The 'force field' shielding our solar system from cosmic rays has declined in intensity by 10 to 15 percent over the last six months.
Observations from NASA's Interstellar Boundary Explorer, or IBEX, spacecraft, indicate that the intensity of energetic neutral atoms of hydrogen, ENAs, in the heliosphere is more changeable than previously realized.
"We thought we might detect small changes occurring gradually throughout the sun’s 11-year-long activity cycle, but not over just six months," says David McComas of the Southwest Research Institute, principal investigator for the IBEX mission.

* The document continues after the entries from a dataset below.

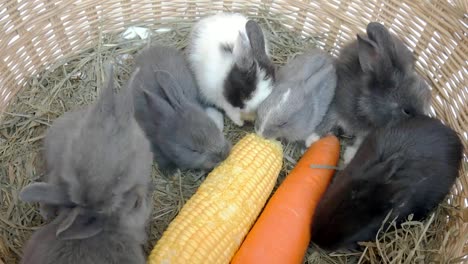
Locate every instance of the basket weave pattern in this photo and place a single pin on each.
(38, 33)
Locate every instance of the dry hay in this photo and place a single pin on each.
(73, 81)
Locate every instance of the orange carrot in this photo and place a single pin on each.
(282, 232)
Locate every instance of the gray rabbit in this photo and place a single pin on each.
(304, 89)
(181, 133)
(97, 186)
(377, 85)
(407, 168)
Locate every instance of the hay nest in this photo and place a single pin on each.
(73, 82)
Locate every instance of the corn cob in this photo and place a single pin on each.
(214, 221)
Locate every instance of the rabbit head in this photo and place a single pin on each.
(187, 136)
(300, 98)
(250, 80)
(378, 80)
(106, 163)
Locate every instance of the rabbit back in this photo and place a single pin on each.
(405, 169)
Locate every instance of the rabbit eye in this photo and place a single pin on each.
(283, 124)
(406, 111)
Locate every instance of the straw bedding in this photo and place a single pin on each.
(74, 81)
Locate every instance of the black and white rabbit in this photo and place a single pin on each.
(377, 85)
(97, 188)
(229, 56)
(167, 107)
(407, 168)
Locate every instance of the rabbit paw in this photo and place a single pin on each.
(311, 139)
(349, 154)
(235, 116)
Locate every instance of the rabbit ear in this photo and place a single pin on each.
(386, 168)
(380, 35)
(371, 57)
(242, 52)
(105, 104)
(125, 108)
(79, 224)
(44, 193)
(257, 43)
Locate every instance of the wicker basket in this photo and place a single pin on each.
(37, 33)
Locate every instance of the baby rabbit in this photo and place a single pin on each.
(377, 85)
(408, 168)
(97, 186)
(230, 59)
(300, 98)
(166, 106)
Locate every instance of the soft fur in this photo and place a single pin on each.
(182, 135)
(97, 186)
(377, 85)
(300, 98)
(229, 57)
(408, 168)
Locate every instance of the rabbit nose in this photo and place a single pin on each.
(258, 129)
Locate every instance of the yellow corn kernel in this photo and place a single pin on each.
(213, 223)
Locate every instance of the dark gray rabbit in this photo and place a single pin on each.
(166, 98)
(408, 168)
(377, 85)
(304, 89)
(97, 185)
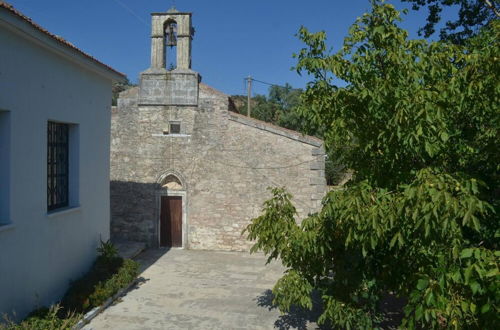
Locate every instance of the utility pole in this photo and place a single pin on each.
(249, 95)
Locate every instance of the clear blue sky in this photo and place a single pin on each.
(234, 38)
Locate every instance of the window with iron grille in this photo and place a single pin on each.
(57, 165)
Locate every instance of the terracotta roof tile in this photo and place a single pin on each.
(28, 20)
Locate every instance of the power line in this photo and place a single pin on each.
(266, 83)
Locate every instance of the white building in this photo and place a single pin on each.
(54, 162)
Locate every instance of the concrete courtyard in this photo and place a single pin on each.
(185, 289)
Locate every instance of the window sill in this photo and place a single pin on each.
(63, 211)
(6, 227)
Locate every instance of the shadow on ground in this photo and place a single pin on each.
(299, 318)
(296, 318)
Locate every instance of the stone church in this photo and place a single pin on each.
(187, 171)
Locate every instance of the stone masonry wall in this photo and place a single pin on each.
(225, 162)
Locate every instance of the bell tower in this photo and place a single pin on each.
(160, 85)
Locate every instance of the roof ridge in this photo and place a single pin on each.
(13, 10)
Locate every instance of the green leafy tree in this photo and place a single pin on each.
(418, 123)
(472, 15)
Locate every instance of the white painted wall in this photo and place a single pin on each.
(41, 253)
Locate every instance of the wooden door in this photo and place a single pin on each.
(171, 221)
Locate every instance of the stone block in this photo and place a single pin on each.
(317, 165)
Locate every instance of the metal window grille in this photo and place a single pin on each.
(57, 165)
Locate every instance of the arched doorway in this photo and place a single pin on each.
(172, 211)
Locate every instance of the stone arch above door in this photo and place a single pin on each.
(171, 180)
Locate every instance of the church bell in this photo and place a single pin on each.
(171, 34)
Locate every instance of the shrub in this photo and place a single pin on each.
(108, 275)
(46, 319)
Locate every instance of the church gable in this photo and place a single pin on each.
(215, 165)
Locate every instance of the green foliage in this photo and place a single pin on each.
(106, 277)
(107, 250)
(419, 124)
(45, 319)
(472, 15)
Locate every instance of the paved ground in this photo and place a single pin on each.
(186, 289)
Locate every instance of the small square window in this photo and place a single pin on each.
(175, 127)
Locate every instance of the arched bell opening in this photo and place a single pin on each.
(170, 42)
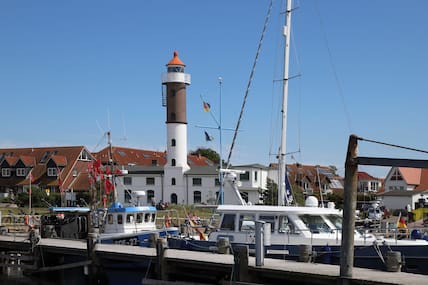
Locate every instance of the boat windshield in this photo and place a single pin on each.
(336, 220)
(315, 224)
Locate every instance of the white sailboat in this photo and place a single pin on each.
(316, 227)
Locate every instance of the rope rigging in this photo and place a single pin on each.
(249, 84)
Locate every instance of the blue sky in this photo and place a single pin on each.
(70, 70)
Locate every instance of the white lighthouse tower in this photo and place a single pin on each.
(175, 81)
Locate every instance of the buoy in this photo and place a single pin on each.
(305, 252)
(223, 245)
(393, 261)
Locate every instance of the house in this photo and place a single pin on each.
(252, 182)
(53, 169)
(148, 174)
(368, 183)
(404, 186)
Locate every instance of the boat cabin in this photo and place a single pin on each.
(65, 222)
(287, 223)
(129, 219)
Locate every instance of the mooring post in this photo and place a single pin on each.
(349, 207)
(240, 266)
(162, 270)
(260, 249)
(90, 244)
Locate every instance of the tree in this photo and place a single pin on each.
(270, 196)
(208, 153)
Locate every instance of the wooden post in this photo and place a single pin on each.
(349, 207)
(240, 266)
(162, 270)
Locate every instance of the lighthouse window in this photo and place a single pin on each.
(175, 69)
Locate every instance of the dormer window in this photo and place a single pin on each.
(84, 155)
(45, 157)
(21, 172)
(52, 171)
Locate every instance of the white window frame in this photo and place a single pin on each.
(5, 172)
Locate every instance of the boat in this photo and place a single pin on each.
(131, 224)
(306, 233)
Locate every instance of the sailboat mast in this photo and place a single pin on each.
(282, 197)
(111, 165)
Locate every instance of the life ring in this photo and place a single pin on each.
(167, 221)
(36, 219)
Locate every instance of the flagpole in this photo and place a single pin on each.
(29, 193)
(220, 81)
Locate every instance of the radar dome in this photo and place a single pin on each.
(311, 201)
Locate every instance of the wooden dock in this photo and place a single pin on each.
(166, 265)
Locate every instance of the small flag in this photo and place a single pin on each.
(207, 106)
(31, 177)
(58, 172)
(288, 192)
(208, 138)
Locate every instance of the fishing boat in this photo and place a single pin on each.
(131, 224)
(311, 232)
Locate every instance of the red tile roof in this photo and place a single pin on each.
(130, 156)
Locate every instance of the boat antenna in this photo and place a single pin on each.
(249, 84)
(282, 197)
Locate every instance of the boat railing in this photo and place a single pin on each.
(18, 223)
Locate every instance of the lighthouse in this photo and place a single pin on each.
(174, 99)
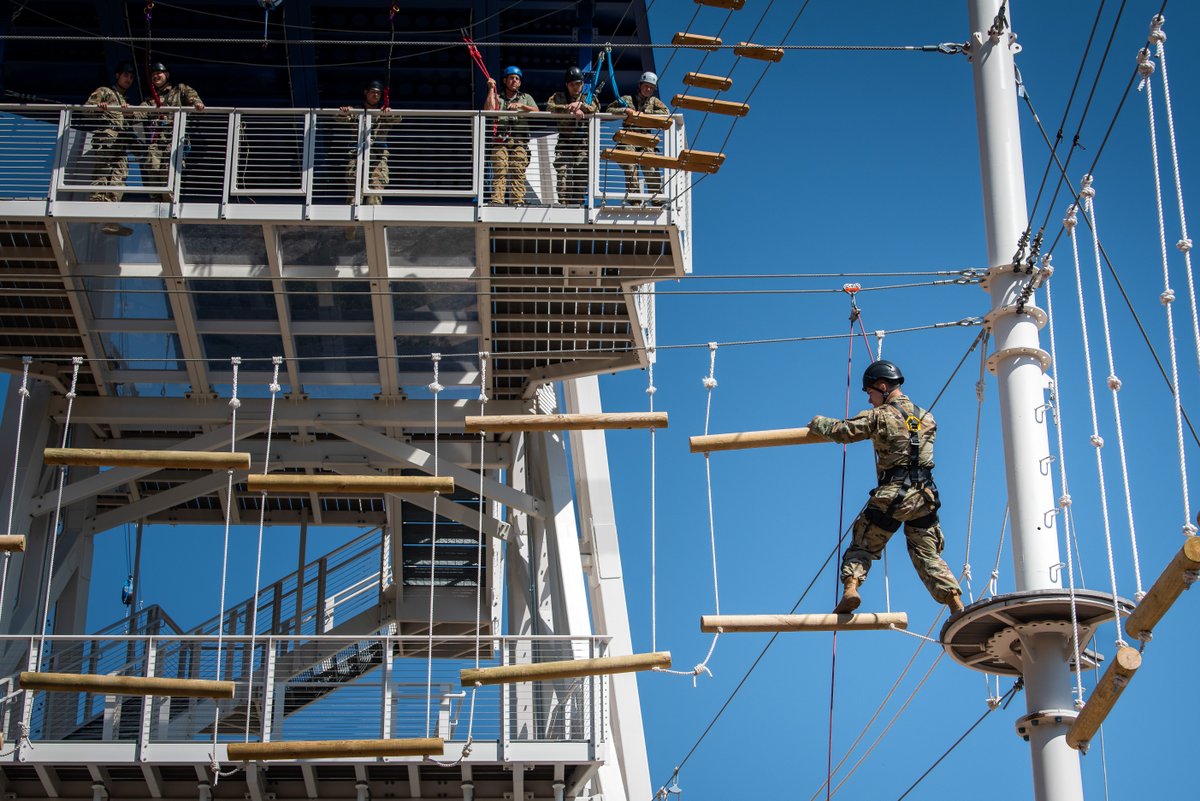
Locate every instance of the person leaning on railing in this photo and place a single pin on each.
(571, 151)
(510, 149)
(165, 95)
(377, 136)
(643, 102)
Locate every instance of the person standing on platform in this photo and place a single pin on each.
(510, 149)
(165, 95)
(571, 151)
(903, 434)
(645, 102)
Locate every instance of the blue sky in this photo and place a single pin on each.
(868, 163)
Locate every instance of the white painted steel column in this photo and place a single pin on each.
(1021, 389)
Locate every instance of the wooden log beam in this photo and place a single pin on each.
(1102, 699)
(249, 752)
(831, 622)
(750, 50)
(105, 457)
(475, 423)
(106, 685)
(700, 80)
(295, 482)
(742, 440)
(1165, 590)
(601, 666)
(729, 108)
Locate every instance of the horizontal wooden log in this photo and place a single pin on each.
(250, 752)
(565, 422)
(1165, 590)
(742, 440)
(601, 666)
(105, 685)
(295, 482)
(106, 457)
(697, 41)
(700, 80)
(831, 622)
(627, 137)
(1102, 699)
(750, 50)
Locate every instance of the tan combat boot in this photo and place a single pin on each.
(850, 597)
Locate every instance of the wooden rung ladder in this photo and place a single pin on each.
(829, 622)
(106, 685)
(103, 457)
(295, 482)
(603, 666)
(475, 423)
(250, 752)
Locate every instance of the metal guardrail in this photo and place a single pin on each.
(315, 687)
(307, 156)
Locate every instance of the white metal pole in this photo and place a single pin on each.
(1021, 384)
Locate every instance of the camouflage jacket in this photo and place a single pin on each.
(887, 429)
(651, 104)
(113, 116)
(558, 103)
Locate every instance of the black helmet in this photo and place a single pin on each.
(882, 371)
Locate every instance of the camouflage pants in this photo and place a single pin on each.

"These observations show that the interaction of the sun with the interstellar medium is far more dynamic and variable than anyone envisioned."
In October 2009, scientists announced that IBEX's first map data revealed an unexpected bright ribbon of ENAs flowing towards the sun from the edge of the solar system.
It's believed they are formed when particles flowing from the sun collide with the interstellar medium, releasing the ENAs, which stream back towards the centre of the solar system. In the process, they deflect the majority of cosmic rays.
But the latest set of measurements show that the intensity of ENAs has fallen sharply, and that a previously-detected 'hot-spot' has diminished and spread out along the ribbon.
"These variations are taking place on remarkably short timescales," says McComas.
He says the drop-off in intensity between the two all-sky maps perhaps makes sense, because the Sun is only now emerging from an unusually long period of very low activity and a correspondingly weak solar wind.